Par un jugement définitif, le conseil de prud’hommes de Paris a condamné la République bolivarienne du Venezuela à lui verser la somme de 66 000 euros en réparation du préjudice résultant de l’absence de droits à pension de retraite du fait de l’absence d’affiliation au régime obligatoire d’assurance-vieillesse, la somme de 15 000 euros à titre d’indemnisation du préjudice moral subi de ce fait, ainsi que la somme de 3 000 euros au titre des dispositions de l’article 700 du code de procédure civile.

Bref : la très sociale dictature bolivarienne fraude l’URSSAF et lèse ses petits salariés. Oh, quelle surprise…

Et les grands libertadors oublient de payer la douloureuse aux petites mains qui, autrefois, la servaient. Comme c’est ballot.

Oui mais… mais on ne peut saisir les biens de Caracas, même à Paris.

Enfin… enfin… nuançons.

Les articles L. 111-1, L. 111-1-1 et L. 111-1-2 du code des procédures civiles d’exécution (CPCE) reprennent en droit interne la règle coutumière du droit public international selon laquelle les Etats bénéficient par principe de l’immunité d’exécution pour les actes qu’ils accomplissent à l’étranger, cette immunité faisant obstacle à la saisie de leurs biens, à l’exception de ceux qui ne se rattachent pas à l’exercice d’une mission de souveraineté.

Donc peut être qu’on aurait pu trouver des biens qui ne se rattachent pas à l’exercice d’une mission de souveraineté. Mais passons… puisqu’on passe crème en ce domaine, en pratique.
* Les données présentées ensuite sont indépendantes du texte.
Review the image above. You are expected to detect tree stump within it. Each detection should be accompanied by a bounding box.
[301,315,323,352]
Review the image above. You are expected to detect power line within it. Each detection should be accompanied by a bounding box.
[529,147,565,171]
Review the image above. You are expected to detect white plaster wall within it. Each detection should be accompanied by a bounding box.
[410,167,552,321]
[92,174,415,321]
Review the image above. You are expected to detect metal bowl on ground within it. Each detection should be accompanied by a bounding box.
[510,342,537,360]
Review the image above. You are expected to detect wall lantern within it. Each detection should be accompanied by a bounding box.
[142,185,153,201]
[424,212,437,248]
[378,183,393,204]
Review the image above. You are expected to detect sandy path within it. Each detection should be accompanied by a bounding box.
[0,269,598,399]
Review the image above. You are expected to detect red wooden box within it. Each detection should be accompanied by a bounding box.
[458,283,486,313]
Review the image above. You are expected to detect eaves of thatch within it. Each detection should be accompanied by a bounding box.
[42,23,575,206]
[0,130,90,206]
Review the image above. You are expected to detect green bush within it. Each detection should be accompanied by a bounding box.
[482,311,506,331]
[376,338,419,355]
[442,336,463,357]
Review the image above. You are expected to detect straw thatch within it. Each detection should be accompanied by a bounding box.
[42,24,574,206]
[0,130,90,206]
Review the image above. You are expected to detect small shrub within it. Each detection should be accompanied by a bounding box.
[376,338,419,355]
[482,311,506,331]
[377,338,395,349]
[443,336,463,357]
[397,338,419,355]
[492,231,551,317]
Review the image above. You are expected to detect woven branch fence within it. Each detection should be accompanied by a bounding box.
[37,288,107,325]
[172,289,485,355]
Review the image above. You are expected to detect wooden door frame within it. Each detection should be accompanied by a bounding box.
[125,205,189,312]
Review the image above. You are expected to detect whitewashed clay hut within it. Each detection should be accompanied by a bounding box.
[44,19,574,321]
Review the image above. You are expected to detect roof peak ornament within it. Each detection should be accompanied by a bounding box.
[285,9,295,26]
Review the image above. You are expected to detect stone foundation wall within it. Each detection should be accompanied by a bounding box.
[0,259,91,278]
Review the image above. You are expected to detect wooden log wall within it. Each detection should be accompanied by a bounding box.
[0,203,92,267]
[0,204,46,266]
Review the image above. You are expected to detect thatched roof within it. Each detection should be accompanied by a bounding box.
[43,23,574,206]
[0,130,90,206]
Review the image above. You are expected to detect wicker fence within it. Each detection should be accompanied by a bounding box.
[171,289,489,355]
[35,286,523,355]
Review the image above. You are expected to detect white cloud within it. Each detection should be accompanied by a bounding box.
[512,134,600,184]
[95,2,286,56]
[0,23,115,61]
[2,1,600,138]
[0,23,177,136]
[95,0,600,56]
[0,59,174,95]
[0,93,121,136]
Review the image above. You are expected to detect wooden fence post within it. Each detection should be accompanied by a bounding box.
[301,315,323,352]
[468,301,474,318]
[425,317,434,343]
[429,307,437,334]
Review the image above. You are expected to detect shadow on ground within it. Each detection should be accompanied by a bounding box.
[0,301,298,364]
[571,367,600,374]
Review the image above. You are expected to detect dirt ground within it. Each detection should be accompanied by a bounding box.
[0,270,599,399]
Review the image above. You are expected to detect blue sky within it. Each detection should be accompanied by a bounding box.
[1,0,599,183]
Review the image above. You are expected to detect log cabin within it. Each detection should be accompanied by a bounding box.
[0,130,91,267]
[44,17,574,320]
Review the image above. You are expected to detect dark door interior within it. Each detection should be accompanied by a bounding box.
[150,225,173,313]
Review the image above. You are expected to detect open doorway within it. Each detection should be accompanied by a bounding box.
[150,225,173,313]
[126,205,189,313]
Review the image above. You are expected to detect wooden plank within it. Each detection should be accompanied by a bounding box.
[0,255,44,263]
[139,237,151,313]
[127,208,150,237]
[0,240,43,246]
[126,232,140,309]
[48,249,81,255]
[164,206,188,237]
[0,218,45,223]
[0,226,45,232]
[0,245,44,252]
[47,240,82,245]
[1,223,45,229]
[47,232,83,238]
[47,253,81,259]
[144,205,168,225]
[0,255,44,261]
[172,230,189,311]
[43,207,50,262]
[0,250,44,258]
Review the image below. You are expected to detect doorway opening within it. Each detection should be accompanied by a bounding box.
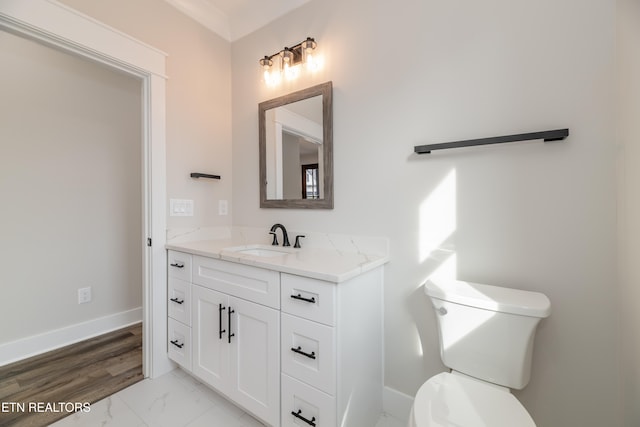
[0,1,169,379]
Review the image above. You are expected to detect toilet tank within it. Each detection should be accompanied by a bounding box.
[424,278,551,390]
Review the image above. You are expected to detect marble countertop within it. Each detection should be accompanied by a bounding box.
[165,227,389,283]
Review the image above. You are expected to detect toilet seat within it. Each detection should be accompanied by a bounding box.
[410,372,536,427]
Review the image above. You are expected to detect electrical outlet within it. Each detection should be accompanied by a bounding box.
[78,287,92,304]
[219,200,228,215]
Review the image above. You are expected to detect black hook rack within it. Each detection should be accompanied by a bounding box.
[414,128,569,154]
[190,173,221,180]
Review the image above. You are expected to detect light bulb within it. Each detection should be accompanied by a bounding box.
[259,56,276,84]
[284,62,293,80]
[301,37,317,66]
[305,52,318,71]
[282,48,294,67]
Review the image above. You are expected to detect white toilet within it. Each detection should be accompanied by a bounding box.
[410,277,551,427]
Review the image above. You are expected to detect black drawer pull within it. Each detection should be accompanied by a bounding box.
[170,262,185,268]
[291,410,316,426]
[228,307,235,343]
[219,304,226,340]
[170,297,184,304]
[290,293,316,304]
[170,339,184,349]
[291,346,316,359]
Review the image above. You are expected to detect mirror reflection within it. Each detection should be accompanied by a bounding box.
[259,82,333,209]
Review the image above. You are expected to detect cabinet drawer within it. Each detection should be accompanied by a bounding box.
[193,256,280,309]
[168,250,192,282]
[281,313,335,395]
[282,374,335,427]
[168,318,191,371]
[168,278,191,326]
[281,274,336,326]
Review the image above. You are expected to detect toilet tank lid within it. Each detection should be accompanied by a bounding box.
[424,278,551,318]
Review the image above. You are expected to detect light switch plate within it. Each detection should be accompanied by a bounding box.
[170,199,194,216]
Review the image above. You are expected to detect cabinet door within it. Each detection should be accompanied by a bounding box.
[192,285,229,391]
[168,278,191,326]
[228,296,280,426]
[281,313,336,395]
[168,318,191,371]
[168,250,192,282]
[281,374,335,427]
[281,274,336,326]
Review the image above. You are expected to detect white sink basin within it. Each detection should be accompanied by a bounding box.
[223,245,292,257]
[236,248,289,257]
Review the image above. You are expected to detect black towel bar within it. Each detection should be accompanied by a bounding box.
[190,173,221,179]
[414,128,569,154]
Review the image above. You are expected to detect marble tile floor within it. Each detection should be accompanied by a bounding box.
[51,368,405,427]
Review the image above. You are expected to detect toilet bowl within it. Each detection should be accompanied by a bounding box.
[410,278,550,427]
[409,372,535,427]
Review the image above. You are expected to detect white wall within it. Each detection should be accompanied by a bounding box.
[231,0,619,425]
[617,0,640,425]
[0,31,142,344]
[60,0,232,229]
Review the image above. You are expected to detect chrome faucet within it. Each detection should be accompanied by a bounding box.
[269,223,290,247]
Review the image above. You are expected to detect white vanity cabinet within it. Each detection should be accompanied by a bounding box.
[166,249,383,427]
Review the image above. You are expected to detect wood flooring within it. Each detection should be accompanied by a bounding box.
[0,323,143,427]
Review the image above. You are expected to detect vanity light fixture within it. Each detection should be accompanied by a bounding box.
[260,37,318,85]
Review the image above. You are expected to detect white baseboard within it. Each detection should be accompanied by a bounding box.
[0,307,142,367]
[383,386,414,424]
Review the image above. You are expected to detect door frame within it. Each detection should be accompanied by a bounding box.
[0,0,170,378]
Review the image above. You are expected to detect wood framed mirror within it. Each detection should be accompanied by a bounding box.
[259,81,333,209]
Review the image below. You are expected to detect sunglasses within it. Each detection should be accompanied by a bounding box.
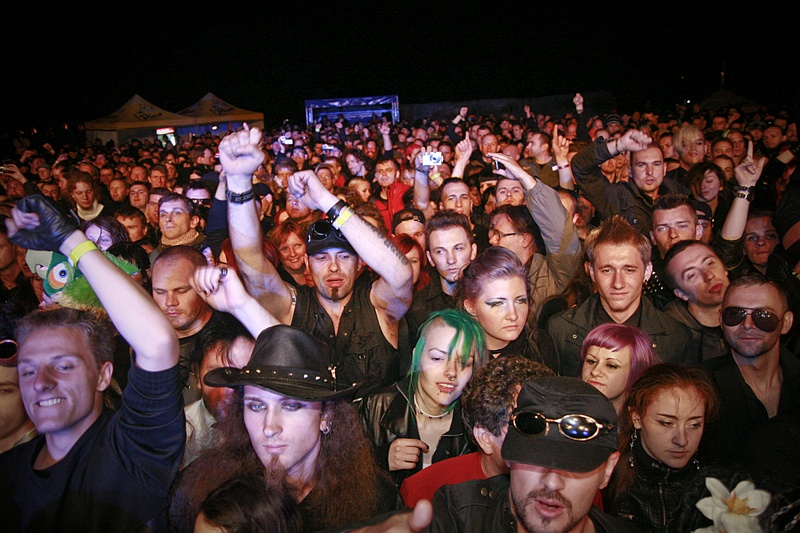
[308,219,345,243]
[721,307,784,333]
[511,411,614,442]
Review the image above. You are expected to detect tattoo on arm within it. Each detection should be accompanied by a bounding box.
[368,223,409,265]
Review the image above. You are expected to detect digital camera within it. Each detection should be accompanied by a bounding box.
[421,152,443,166]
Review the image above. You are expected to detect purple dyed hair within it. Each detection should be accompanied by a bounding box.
[577,323,658,390]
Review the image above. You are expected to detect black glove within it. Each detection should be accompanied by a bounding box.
[8,195,79,252]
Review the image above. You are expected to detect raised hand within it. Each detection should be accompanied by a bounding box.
[552,124,571,161]
[217,123,265,188]
[734,142,766,188]
[379,121,391,136]
[5,195,79,252]
[191,265,250,315]
[288,170,332,212]
[617,129,653,153]
[454,137,472,162]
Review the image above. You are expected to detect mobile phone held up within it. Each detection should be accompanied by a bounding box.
[279,135,294,146]
[421,152,443,167]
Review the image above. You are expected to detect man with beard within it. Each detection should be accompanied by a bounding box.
[339,377,638,532]
[222,126,412,399]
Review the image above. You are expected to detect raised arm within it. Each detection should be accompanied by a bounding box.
[288,171,413,321]
[450,136,473,180]
[6,196,178,371]
[191,265,279,338]
[219,125,294,323]
[719,142,766,241]
[551,126,575,190]
[486,151,537,190]
[379,121,394,155]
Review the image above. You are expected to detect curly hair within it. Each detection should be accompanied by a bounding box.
[461,355,554,438]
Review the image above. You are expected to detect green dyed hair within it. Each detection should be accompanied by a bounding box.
[407,308,489,412]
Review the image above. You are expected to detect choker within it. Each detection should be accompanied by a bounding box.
[413,396,451,420]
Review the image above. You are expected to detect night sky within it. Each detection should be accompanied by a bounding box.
[3,3,798,133]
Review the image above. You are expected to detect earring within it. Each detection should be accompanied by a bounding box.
[628,430,638,468]
[321,422,331,435]
[693,454,700,470]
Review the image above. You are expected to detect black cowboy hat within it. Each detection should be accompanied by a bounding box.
[204,325,360,401]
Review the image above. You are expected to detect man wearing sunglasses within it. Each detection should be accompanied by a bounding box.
[700,273,800,475]
[341,377,638,532]
[220,125,413,399]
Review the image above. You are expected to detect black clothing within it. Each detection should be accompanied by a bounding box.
[662,299,728,361]
[610,436,700,533]
[0,364,185,533]
[404,275,455,352]
[472,222,491,254]
[292,281,400,399]
[571,138,690,236]
[425,475,642,532]
[700,348,800,479]
[359,378,473,488]
[548,293,696,377]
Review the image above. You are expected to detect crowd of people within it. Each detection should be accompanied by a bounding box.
[1,93,800,532]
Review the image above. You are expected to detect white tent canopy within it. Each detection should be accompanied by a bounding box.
[177,92,264,125]
[83,93,264,146]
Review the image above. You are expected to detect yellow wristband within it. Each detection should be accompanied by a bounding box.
[332,206,354,230]
[68,240,99,266]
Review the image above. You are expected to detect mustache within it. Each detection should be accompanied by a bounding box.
[520,488,573,513]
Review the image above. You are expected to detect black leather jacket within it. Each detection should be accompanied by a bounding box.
[614,437,701,533]
[358,378,474,487]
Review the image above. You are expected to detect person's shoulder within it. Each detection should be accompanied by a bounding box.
[433,473,510,508]
[589,506,645,532]
[359,382,405,411]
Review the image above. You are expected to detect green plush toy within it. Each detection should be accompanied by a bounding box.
[27,250,140,311]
NB : c’est en réalité un peu plus subtil que cela. Car il eût fallu un jugement dans ce pays qui n’a plus de justice indépendante, pour en obtenir exécution là bas. En application de l’article L. 111-1-1 du CPCE, les mesures d’exécution forcée ne peuvent être mises en oeuvre sur un bien appartenant à un Etat étranger, dans les conditions prévues à l’article L. 111-1-2 du même code, que sur autorisation préalable du juge de l’exécution, par une ordonnance rendue sur requête. Dès lors que la loi impose l’intervention préalable du juge de l’exécution, le préjudice résultant de l’impossibilité d’obtenir l’exécution d’un jugement par un Etat étranger ne peut revêtir un caractère certain tant que le juge, qui doit être ainsi saisi, n’a pas constaté qu’aucune des conditions posées à l’article L. 111-1-2, permettant l’exécution forcée, n’est remplie. Mais toute la question est de savoir si l’on n’aurait pas pu envisager une saisie de biens de l’Etat bolivarien du Vénézuela privés en France. 

Reste donc (pour rupture d’égalité devant les charges publiques) à engager la responsabilité de l’Etat français. Nous n’avons pas de rente pétrolière, mais notre démocratie reste gérée, elle, de telle sorte qu’elle peut être généreuse, même pour les fautes d’autrui.

Car c’est un principe constant que la responsabilité de l’Etat du fait des lois est susceptible d’être engagée, sur le fondement de l’égalité des citoyens devant les charges publiques, en raison de l’impossibilité de faire exécuter un jugement par un Etat étranger qui résulterait de ces dispositions, lesquelles n’ont pas entendu exclure toute indemnisation.

Sources : CE, Section, 14 octobre 2011, Mme et autres, n°s 329788 et autres, rec. p. 473 ; CE, Section, 14 octobre 2011, Mme et autres, n°s 329788 et autres, rec. p. 473.

Ce régime est donc confirmé après même la loi n° 2016-1691 du 9 décembre 2016 (Sapin II).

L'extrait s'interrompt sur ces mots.